Länder des Globalen Südens setzen große Hoffnungen in das EU-Lieferkettengesetz. Es soll für die Einhaltung von Menschenrechten sorgen. Doch Deutschland will sich bei der Abstimmung heute enthalten. Wegen der FDP.
Vor der EU-Abstimmung zur Lieferkettenrichtlinie am heutigen Freitag gibt es viel Kritik an der Ankündigung der Bundesregierung, sich zu enthalten.
Der Generalsekretär des katholischen Kolpingwerks, Markus Demele, sprach im Interview des Kölner Portals domradio.de von einem “absoluten Desaster” in mehrerlei Hinsicht: “Es wäre eine Riesenchance für die Menschen im globalen Süden gewesen, in der Lieferkette europäischer Unternehmen vor Menschenrechtsverstößen und Umweltbelastungen besser geschützt zu werden und auch was Maßnahmen gegen den Klimawandel angeht.”
Vor allem aber sei die deutsche Enthaltung “politisch ein fatales Signal”, ergänzte Demele – vor allem mit Blick auf die FDP: “Wie kann es sein, dass eine so kleine Partei so wichtige Entscheidungen, die für Millionen von Menschen Relevanz haben, einfach boykottieren kann?” Dabei seien die von den Liberalen angeführten Zusatzkosten minimal: Einer neuen Studie zufolge “müssten nur 0,005 bis 0,1 Prozent des Umsatzes aufgebracht werden, je nach Unternehmensgröße: Also eine minimale Belastung, die viele Unternehmen heute schon fordern, weil sie die Belastung für angemessen halten und sie in einem guten Verhältnis zum Ziel steht.”
Laut Bundesarbeitsminister Hubertus Heil (SPD) muss sich Deutschland enthalten, weil die FDP nicht bereit sei, einen von ihm vorgeschlagenen Lösungsweg mitzugehen.

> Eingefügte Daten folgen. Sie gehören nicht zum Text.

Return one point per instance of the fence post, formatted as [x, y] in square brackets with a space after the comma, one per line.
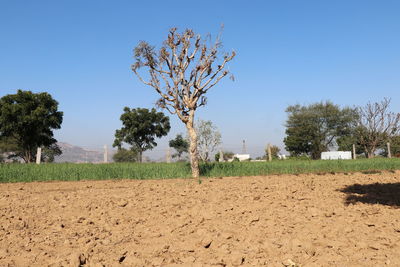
[269, 152]
[38, 155]
[168, 156]
[105, 154]
[389, 152]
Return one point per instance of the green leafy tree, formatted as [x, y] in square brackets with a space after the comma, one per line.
[49, 153]
[28, 119]
[376, 125]
[274, 152]
[227, 155]
[394, 147]
[182, 71]
[345, 143]
[180, 145]
[313, 129]
[125, 155]
[209, 139]
[140, 128]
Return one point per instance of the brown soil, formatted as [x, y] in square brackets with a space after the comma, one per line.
[282, 220]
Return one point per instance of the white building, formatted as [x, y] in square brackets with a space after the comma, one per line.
[241, 157]
[336, 155]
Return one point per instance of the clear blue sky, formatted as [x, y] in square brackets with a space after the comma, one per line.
[288, 52]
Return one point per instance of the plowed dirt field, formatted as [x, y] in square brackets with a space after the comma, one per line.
[279, 220]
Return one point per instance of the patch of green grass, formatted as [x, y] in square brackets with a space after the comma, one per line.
[75, 172]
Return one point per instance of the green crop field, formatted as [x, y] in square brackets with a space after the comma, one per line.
[75, 172]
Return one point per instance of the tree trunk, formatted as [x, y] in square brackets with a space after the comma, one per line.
[194, 156]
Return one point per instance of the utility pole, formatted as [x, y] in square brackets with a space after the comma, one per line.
[269, 152]
[168, 156]
[389, 152]
[38, 155]
[105, 154]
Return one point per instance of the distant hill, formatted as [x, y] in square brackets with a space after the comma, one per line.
[78, 154]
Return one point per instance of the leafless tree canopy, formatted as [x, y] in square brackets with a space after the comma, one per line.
[377, 124]
[182, 71]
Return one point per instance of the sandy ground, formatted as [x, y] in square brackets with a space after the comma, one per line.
[282, 220]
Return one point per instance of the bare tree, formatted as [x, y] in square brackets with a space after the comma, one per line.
[376, 125]
[182, 72]
[208, 139]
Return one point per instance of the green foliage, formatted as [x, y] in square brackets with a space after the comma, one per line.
[227, 155]
[208, 138]
[394, 147]
[345, 143]
[125, 155]
[274, 152]
[27, 121]
[180, 144]
[140, 128]
[49, 153]
[313, 129]
[73, 172]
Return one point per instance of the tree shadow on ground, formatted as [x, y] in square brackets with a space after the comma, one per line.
[384, 194]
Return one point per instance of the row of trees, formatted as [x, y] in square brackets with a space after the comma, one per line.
[181, 71]
[142, 126]
[322, 126]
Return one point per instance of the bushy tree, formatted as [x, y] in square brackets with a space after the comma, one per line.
[313, 129]
[140, 128]
[125, 155]
[376, 125]
[274, 152]
[182, 71]
[49, 153]
[209, 139]
[394, 147]
[226, 154]
[27, 121]
[180, 144]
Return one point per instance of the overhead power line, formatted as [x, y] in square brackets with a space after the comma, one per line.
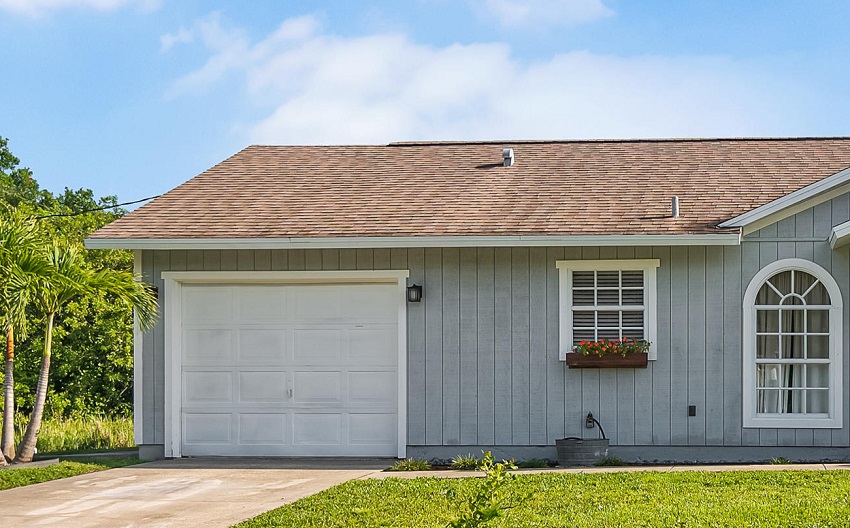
[98, 208]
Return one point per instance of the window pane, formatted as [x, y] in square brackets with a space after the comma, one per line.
[632, 297]
[792, 376]
[608, 319]
[792, 401]
[767, 295]
[767, 320]
[791, 321]
[817, 401]
[767, 401]
[817, 376]
[767, 346]
[782, 282]
[818, 295]
[802, 282]
[818, 347]
[582, 297]
[767, 375]
[582, 279]
[792, 300]
[607, 279]
[817, 321]
[586, 334]
[585, 319]
[608, 333]
[632, 279]
[634, 333]
[633, 319]
[608, 297]
[792, 347]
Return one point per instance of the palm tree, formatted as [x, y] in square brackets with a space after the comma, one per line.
[19, 262]
[70, 278]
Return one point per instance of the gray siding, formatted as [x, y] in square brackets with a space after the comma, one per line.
[483, 364]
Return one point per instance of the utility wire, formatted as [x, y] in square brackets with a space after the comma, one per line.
[98, 208]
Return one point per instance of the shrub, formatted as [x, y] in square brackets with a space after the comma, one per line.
[534, 463]
[610, 462]
[410, 464]
[465, 462]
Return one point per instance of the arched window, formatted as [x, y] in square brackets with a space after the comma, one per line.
[792, 347]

Das EU-Vorhaben steht damit insgesamt auf der Kippe, da eine Mehrheit auch aufgrund der Bedenken aus anderen Ländern nicht absehbar ist.
Die EU-Institutionen hatten sich im Dezember auf einen Kompromiss für ein Lieferkettengesetz geeinigt. Demnach sollen etwa große Unternehmen vor europäischen Gerichten zur Rechenschaft gezogen werden können, wenn es in ihren Produktions- und Lieferketten zu Kinder- oder Zwangsarbeit kommt. Der Europäische Rat als Gremium der EU-Staats- und Regierungschefs muss dem Kompromiss noch zustimmen.
Kritik an der deutschen Enthaltung gab es auch von weiteren kirchlichen und anderen Organisationen. Für das katholische Hilfswerk Misereor ist sie “ein fatales Signal an alle Menschen, die weltweit von Ausbeutung, moderner Sklaverei, Vertreibung und Urwaldzerstörung betroffen sind”.
Die internationale Organisation Oxfam warf der Bundesregierung vor, Profitinteressen über den Schutz von Menschenrechten zu stellen. Sollte das Gesetz scheitern, werde dieser Schutz um Jahre zurückgeworfen.